It’s no secret that college students everywhere find themselves spending a lot of money on textbooks every semester.
To help reduce incidents of being overcharged, a Textbooks Suck campaign wants to promote alternative buying methods.
The campaign is a project of the University Park Undergraduate Association Academic Affairs Committee aimed to inform students about how they can save money when buying books.
“It’s a campaign that’s the start of a bigger project that has to do a lot with the policies at Penn State that end up making textbooks more expensive,” UPUA Chairman of the Assembly Spencer Malloy (senior-philosophy and agroecology) said. “We can best decide what the students are concerned about by reaching out to them with nontraditional methods of communication.”
These “nontraditional methods” include the Textbooks Suck Twitter account, “@TEXTBOOKS_SUCK.” Through this account, they can directly communicate with Penn State students about their main concerns regarding textbook prices.
A table was also set up at Wednesday’s FreshFest event where students could fill out their name, major and how much they spent on their books.

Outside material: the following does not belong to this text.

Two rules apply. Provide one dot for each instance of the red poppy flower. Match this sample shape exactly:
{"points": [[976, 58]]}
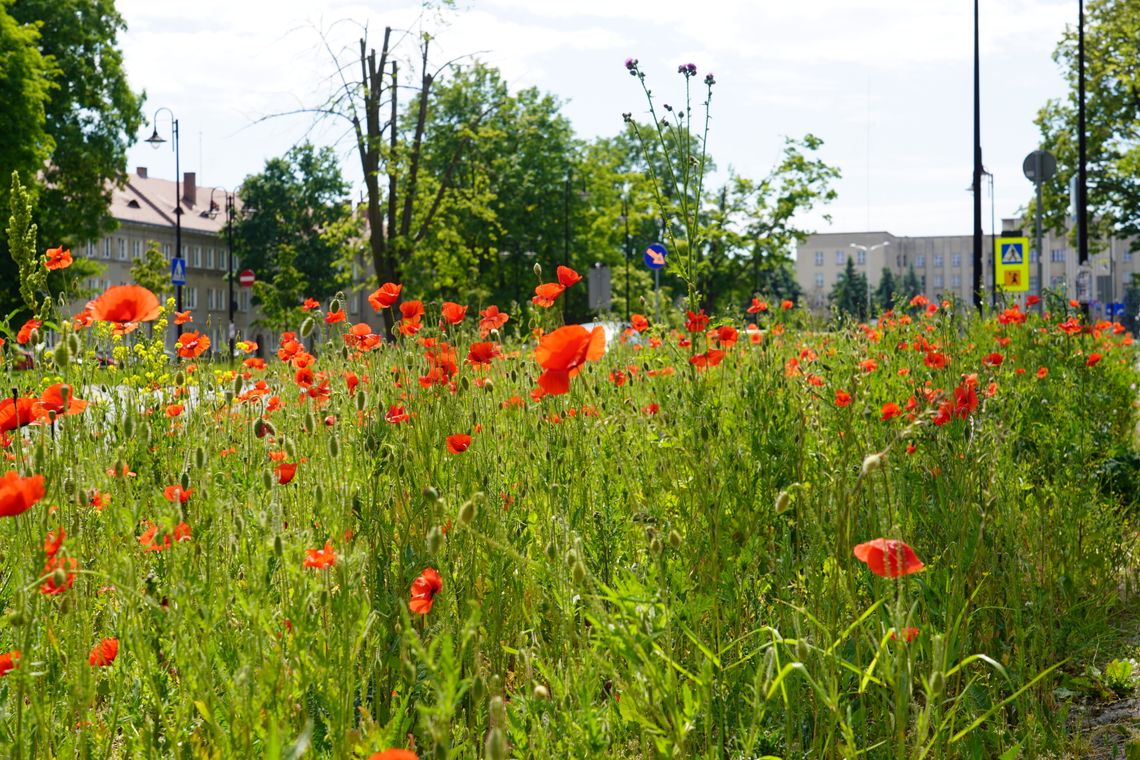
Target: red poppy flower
{"points": [[491, 318], [546, 293], [320, 558], [888, 557], [127, 303], [396, 415], [25, 332], [697, 323], [385, 295], [58, 259], [393, 754], [568, 277], [104, 653], [192, 344], [458, 443], [424, 590], [562, 353], [17, 495], [9, 660], [453, 312], [285, 472]]}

“Once we figure out the main issue that concerns students, we’re going to do our best to take as much action on it as we can, whether that’s through Faculty Senate or talking to the book store or something like that,” UPUA Secretary Julia Schrank (junior-French and Spanish) said.

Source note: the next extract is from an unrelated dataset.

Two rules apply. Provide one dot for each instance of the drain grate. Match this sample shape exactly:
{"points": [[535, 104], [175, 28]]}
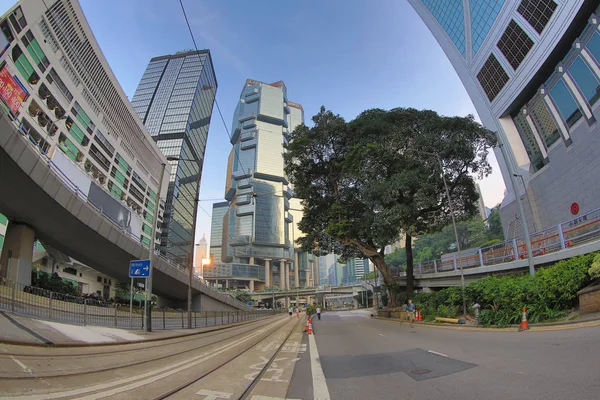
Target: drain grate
{"points": [[420, 371]]}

Student input is necessary to give this campaign an idea of what issues need to be addressed first, UPUA Academic Affairs Chairman Ricky Pooler said.
“We’re just gathering information that we will later use to kind of create a consultative report for Faculty Senate on how to reduce textbook costs,” Pooler (junior-electrical engineering) said.

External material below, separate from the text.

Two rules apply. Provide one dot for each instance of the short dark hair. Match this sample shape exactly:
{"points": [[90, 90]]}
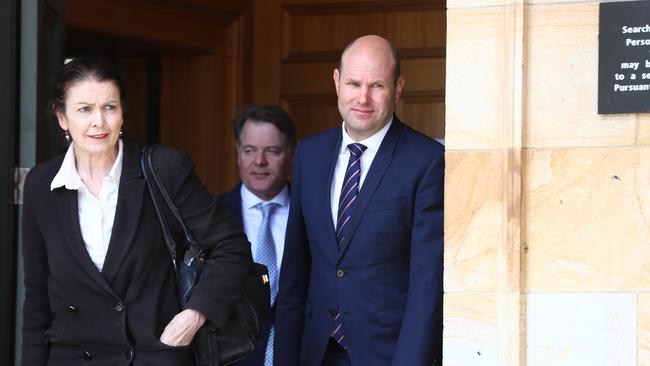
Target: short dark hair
{"points": [[394, 53], [272, 114], [84, 67]]}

Freshmen spent an average of $469 on textbooks, based on data collected at FreshFest, Schrank said.
To spread knowledge of the campaign’s goals, students are encouraged to buy textbooks from places besides the school directly.
Rather than buying pricey textbooks that are possibly profiting professors or simply taking students’ money that could instead be saved, students can follow plenty of tips to avoid this overspending, Schrank said.
“Some of our advice is don’t get rental books because then you can’t sell it back, so you’re effectively cheating yourself out of money. As for E-books, the ones that disappear are kind of useless so you should probably actually buy a hard copy book so you can once again sell it back,” Schrank said.
Another issue that the campaign wants brought to attention is the unnecessary use of textbooks that include pre-made tests. ANGEL is made for the exact purpose of offering tests online. Many professors, however, will require students to buy premium textbook packages for the sake of having these tests included.
Rather than have students pay extra for this, it would be more affordable to utilize ANGEL’s option to administer online tests, Schrank said.
The goal is to have a form of action to improve these textbook costs by January, Schrank said.